This Week In London’s History
- Monday – 2nd July 1865: One-time Methodist minister William Booth preaches to a large crowd at an open-air ‘mission’ in Whitechapel, founding the ‘East London Christian Mission’, which would later be renamed ‘The Salvation Army’.
- Tuesday – 3rd July 1981: A punk concert at the Hamborough Tavern in Southall, West London, leads to fighting between skinheads and Asian youths. The riot is just one of many violent ‘uprisings’ to take place that year.

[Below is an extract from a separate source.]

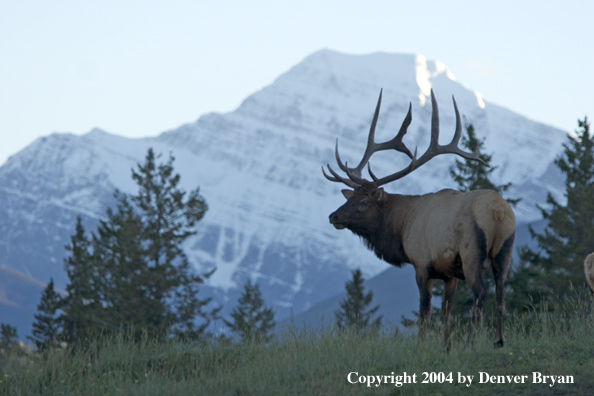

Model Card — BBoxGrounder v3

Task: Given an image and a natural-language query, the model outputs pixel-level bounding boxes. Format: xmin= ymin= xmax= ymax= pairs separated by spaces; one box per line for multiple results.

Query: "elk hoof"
xmin=494 ymin=339 xmax=504 ymax=348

- Wednesday – 4th July 1829: London’s first scheduled bus service is introduced by coach-maker George Shillibeer, inspired by his work on a fleet of coaches in Paris. The ‘omnibus’ service runs between Paddington to the Bank of England, providing four daily services in each direction, each of which capable of “accommodating 16 or 18 persons, all inside”.
- Thursday – 5th July 1975: Arthur Ashe defeats defending champion Jimmy Connors at Wimbledon, becoming the first black man to win the tournament’s singles title.
- Friday – 6th July 2005: London wins its bid to host the 2012 Olympics, beating Paris by 54 votes to 50 in the International Olympic Committee’s final round of voting. The announcement, made at 12:49 BST, sparks hours of celebrations in Trafalgar Square.
Random London Quote Of The Week
The problem is that many MPs never see the London that exists beyond the wine bars and brothels of Westminster.